Questo comporta di essere trascinati nel pubblico ludibrio, marchiati in qualche modo di
infamia, con qualche lettera scarlatta, prima ancora che si sia persino delineata una
ipotesi di reato o che si sia pensato seriamente che è in gioco qualche cosa di
particolarmente serio. In realtà , si è trascinati in malo modo e senza riguardo.

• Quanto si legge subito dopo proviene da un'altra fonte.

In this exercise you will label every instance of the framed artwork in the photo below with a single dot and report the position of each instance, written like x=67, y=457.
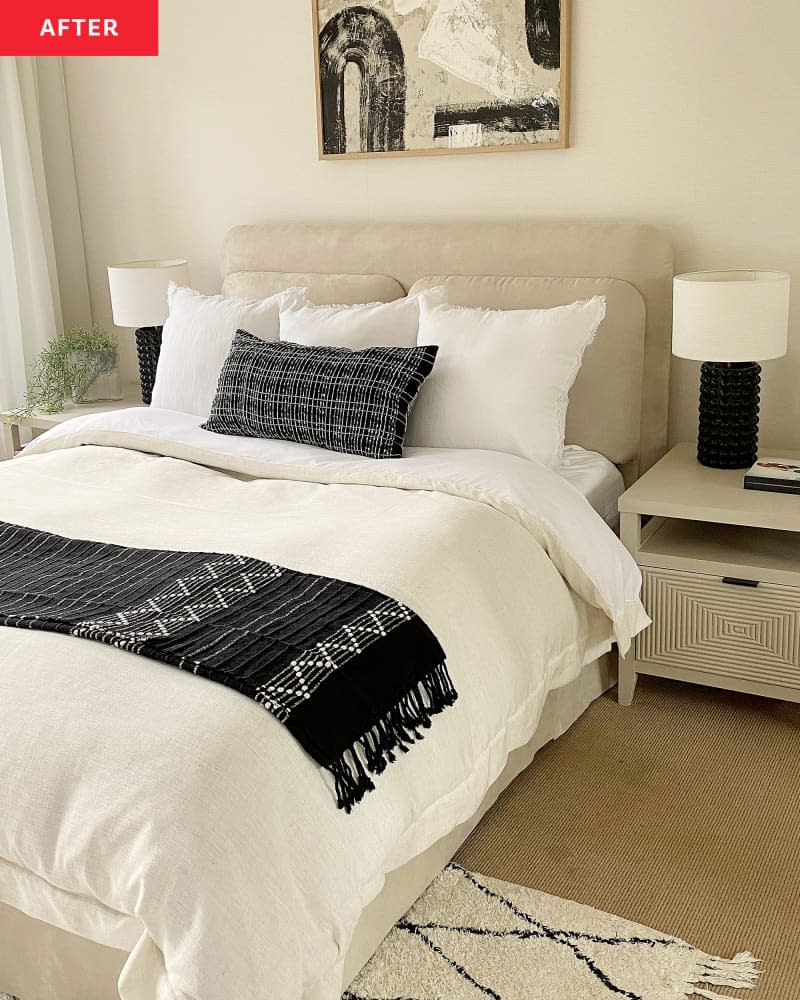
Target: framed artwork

D'altro canto non posso fare a meno di pensare che il giornalismo si muova sempre secondo
la logica del sottotitolo del New York Times, che mi pare suoni "all that is
fit to print", "tutto ciò che vale la pena di stampare". Credo che, fra le
cose che vale la pena di stampare, c'è anche purtroppo il pettegolezzo, che spesso e
volentieri non coglie nel segno, fa male; altrettante volte, all'insegna dell' "on y
soit qui mal y pense", in realtà, esso porta alla luce avvenimenti che altrimenti
resterebbero nascosti. Non credo che il problema riguardi il giornalista il quale,
trovandosi in possesso di materiali di interesse pubblico, non può scegliere di non
pubblicarli. Mi sembra eccessivo che egli debba esercitare questo "self
restrain". Nella misura in cui egli sente che il materiale va stampato, è degno di
essere stampato. Vi è un problema a monte, a mio modo di vedere, perché io non credo che
i verbali di interrogatori e altri documenti istruttori abbiano una capacità di
volatilità via Internet o in qualche altro modo autonoma, per arte propria. Evidentemente
qualcuno li fa muovere. Se c'è un problema a questo riguardo, io comincerei ad
individuare la prima causa, piuttosto che prendersela poi col secondo anello della catena:
i giornalisti che, a questo punto, dovrebbero dimenticarsi del loro mestiere.